I would actually be surprised if KDE performed better in arch for me. The issues I have seen appear to be entirely within KDE and do not relate to larger system issues.

This is absolutely fine with me as long as it’s only once. If I have to relearn the wheel every time I have to update or troubleshoot this or that, then no.

That said, I might just go full Luke Smith and suckless everywhere!

If you’re using i3 on X11 with no DE, what are you using to login? Do you have a tutorial or something I can look at, because it was my understanding that you needed some sort of DE to scaffold for the WM.

Yeah, basically.

I’ve been using dmenu for a lot of cool stuff lately.

This is why you track your dotfiles with git. You can see your history, and you can build the environment you like/need.

And you can migrate bits and pieces to other machines with PRs. :stuck_out_tongue:

It’s important to know that a Desktop Environment and a Display Manager are two different things.

Desktop Environment is something like Gnome, KDE, XFCE…

Display Manager is GDM, SDDM, LightDM, etc…

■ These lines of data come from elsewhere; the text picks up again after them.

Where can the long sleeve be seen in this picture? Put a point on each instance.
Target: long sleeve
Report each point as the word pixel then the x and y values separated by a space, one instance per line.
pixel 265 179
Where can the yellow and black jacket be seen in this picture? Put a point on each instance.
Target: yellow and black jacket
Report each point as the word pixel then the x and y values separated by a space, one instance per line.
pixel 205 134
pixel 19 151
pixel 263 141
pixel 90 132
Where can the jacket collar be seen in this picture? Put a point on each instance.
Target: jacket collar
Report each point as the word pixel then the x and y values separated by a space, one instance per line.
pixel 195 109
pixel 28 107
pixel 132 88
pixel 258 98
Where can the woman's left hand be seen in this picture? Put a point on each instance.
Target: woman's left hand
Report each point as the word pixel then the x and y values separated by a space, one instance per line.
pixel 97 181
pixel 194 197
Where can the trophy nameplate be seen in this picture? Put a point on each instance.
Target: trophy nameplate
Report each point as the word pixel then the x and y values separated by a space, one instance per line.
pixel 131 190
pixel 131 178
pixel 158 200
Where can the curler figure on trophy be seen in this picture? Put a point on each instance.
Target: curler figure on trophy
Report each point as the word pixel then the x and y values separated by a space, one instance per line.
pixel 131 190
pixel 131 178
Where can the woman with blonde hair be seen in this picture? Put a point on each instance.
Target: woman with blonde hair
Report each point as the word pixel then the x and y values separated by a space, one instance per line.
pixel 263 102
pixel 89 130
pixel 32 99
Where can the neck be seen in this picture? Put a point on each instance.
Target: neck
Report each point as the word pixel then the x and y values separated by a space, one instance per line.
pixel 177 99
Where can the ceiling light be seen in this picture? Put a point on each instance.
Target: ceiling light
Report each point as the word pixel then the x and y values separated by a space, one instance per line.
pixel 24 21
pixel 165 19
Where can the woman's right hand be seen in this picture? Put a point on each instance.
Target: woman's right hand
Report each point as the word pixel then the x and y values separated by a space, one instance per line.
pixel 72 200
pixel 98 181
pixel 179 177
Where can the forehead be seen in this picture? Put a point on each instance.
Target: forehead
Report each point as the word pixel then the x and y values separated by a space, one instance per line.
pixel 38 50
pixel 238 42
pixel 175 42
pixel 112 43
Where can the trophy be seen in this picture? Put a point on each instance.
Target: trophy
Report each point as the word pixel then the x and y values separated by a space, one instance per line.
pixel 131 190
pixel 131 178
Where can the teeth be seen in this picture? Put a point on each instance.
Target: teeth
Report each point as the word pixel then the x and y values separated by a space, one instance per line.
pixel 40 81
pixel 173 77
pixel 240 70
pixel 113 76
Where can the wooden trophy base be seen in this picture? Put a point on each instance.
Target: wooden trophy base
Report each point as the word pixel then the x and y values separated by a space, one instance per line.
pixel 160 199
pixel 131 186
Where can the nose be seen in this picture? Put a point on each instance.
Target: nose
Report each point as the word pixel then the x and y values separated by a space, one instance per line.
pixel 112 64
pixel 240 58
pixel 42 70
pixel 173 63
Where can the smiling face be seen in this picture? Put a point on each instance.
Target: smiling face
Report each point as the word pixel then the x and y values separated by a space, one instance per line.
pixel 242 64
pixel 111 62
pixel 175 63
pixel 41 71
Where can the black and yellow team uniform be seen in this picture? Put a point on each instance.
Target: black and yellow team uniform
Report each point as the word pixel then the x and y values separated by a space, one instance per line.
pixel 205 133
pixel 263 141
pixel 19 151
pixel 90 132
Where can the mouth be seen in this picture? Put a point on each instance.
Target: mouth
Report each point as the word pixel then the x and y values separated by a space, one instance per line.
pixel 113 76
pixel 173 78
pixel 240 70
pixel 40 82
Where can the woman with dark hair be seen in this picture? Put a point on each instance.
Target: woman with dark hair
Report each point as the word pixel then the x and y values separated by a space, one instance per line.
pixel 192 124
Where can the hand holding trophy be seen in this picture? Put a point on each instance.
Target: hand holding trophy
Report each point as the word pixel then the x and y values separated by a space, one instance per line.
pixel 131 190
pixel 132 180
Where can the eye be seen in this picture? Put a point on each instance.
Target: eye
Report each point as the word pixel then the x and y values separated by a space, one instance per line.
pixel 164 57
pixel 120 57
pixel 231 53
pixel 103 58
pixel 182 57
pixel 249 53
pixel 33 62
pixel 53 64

Display Manager is what you log in with. You don’t need one for a minimal install, but you absolutely can have one. LightDM is always a good choice in that case…

tail -n5 .zprofile
[ ! -f ${XDG_CONFIG_HOME:-$HOME/.config}/shortcutrc ] && shortcuts > /dev/null 2>&1 &

[ "$(tty)" = "/dev/tty1" ] && ! ps -e | grep -qw Xorg && exec startx

You use the standard console login. ZSH is my shell, so .zprofile gets executed on login. This oneliner checks if I’m logging into TTY1 and if so, it starts x. and in ~/.xinitrc, you simply place exec i3 to get i3 up and running.

2 Likes

I managed to break Manjaro i3 install. It probably wasn’t anything huge, but I just couldn’t update the system. Just didn’t have the time or energy to start digging around so instead I installed Ubuntu back, and rolled with AwesomeWM, which is what I’m currently using.

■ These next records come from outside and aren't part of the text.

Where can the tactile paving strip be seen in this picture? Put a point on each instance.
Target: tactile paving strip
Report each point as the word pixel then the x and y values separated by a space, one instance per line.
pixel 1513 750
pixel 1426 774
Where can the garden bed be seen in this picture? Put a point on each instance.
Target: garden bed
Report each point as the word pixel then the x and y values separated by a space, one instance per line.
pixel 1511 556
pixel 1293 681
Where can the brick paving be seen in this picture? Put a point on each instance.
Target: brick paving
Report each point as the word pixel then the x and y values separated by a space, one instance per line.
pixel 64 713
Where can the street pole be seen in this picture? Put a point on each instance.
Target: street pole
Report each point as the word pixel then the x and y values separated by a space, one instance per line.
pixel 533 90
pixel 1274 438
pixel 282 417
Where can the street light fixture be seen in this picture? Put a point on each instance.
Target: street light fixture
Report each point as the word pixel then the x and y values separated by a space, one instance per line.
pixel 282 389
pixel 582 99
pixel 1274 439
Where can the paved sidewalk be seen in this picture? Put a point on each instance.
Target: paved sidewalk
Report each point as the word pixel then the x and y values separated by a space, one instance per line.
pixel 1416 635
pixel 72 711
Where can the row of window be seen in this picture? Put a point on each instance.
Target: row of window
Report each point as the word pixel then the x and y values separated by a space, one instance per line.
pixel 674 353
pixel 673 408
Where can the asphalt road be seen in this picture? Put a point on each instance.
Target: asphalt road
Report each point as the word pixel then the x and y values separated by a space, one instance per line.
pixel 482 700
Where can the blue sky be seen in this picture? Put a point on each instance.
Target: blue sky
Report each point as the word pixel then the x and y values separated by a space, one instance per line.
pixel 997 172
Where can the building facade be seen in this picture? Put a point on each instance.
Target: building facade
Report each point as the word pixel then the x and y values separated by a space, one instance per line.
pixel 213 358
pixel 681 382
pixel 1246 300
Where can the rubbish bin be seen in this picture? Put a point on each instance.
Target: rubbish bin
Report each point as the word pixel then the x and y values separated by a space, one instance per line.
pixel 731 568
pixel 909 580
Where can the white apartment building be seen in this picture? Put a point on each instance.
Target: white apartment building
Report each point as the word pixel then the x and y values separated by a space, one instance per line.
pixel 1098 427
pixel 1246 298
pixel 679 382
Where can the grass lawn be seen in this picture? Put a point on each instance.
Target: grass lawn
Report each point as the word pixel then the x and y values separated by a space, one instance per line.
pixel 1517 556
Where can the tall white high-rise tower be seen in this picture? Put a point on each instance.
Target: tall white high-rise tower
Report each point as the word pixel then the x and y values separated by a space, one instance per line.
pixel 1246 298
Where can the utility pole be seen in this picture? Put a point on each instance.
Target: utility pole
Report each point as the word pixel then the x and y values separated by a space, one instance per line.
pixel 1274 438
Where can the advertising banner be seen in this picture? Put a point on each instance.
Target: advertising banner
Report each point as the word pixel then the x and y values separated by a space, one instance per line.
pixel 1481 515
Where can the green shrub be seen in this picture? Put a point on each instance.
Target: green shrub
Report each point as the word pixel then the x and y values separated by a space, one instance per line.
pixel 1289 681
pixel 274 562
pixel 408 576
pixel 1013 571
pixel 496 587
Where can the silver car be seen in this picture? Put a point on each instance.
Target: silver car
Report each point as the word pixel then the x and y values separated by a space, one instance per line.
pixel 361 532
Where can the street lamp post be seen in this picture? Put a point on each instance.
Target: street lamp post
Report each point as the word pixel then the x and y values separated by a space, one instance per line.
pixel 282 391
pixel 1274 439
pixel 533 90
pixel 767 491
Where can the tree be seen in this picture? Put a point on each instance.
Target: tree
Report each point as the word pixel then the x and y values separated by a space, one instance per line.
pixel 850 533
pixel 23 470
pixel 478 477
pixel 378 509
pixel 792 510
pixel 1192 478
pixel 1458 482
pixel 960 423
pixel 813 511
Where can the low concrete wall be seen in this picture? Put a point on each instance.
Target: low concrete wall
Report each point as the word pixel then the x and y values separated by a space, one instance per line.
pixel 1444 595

But I did like Manjaro overall, I just wasn’t sure if rolling release is for me after all.

I might just go and try regular Arch next.

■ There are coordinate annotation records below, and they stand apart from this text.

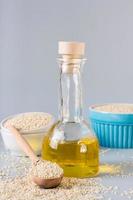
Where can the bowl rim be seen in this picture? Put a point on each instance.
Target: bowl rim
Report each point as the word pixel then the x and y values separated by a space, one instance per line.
pixel 34 131
pixel 93 106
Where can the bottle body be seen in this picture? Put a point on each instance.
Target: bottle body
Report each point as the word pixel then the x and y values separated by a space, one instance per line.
pixel 70 141
pixel 73 148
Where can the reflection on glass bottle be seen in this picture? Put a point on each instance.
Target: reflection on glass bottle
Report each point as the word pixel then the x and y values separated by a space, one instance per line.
pixel 70 142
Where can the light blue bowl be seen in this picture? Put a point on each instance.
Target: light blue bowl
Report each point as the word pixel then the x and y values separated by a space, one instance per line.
pixel 112 130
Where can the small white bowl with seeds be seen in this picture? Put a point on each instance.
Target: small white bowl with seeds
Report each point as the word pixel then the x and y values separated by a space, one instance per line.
pixel 32 125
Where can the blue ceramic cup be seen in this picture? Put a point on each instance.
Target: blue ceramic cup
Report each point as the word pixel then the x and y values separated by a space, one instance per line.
pixel 112 130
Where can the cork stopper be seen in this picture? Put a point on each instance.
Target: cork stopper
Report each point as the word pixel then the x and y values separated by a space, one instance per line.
pixel 76 49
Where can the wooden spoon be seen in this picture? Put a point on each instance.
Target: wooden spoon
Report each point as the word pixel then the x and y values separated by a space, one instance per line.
pixel 42 182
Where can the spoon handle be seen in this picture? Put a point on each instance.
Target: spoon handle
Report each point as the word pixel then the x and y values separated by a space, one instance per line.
pixel 23 144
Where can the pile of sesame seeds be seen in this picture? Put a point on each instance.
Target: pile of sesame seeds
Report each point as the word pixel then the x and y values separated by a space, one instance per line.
pixel 29 121
pixel 103 187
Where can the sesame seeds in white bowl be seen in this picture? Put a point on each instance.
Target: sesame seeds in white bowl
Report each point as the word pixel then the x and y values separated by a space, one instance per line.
pixel 33 126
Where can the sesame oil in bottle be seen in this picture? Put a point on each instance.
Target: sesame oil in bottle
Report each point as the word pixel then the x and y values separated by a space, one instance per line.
pixel 70 142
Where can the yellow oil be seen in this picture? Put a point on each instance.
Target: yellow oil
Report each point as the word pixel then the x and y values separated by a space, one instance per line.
pixel 77 158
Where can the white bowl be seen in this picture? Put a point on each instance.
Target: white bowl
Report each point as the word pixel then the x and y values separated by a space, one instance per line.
pixel 34 138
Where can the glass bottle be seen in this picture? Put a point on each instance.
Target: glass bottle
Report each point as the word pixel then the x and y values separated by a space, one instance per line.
pixel 70 142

You will need a display manager, aka login manager. Something like LightDM, SDDM, etc.

1 Like

No you don’t. :troll:

.${SHELL:1:1}profile scripts are plenty.

2 Likes

So. This is how you learn. If you run into package conflicts on Arch like that, it’s 99.9% of the time a situation where there’s a PSA about manual intervention needed.

Pacman is a very simple package manager and so it doesn’t have the “migration” type features Apt or Yum have.

That’s why I’ve got Arch’s news/updates RSS feed in newsboat. If I run into a problem, the first thing I do is check there.

1 Like

Nerd

/s

Legit didn’t know you can do it that way too. Have to look into that.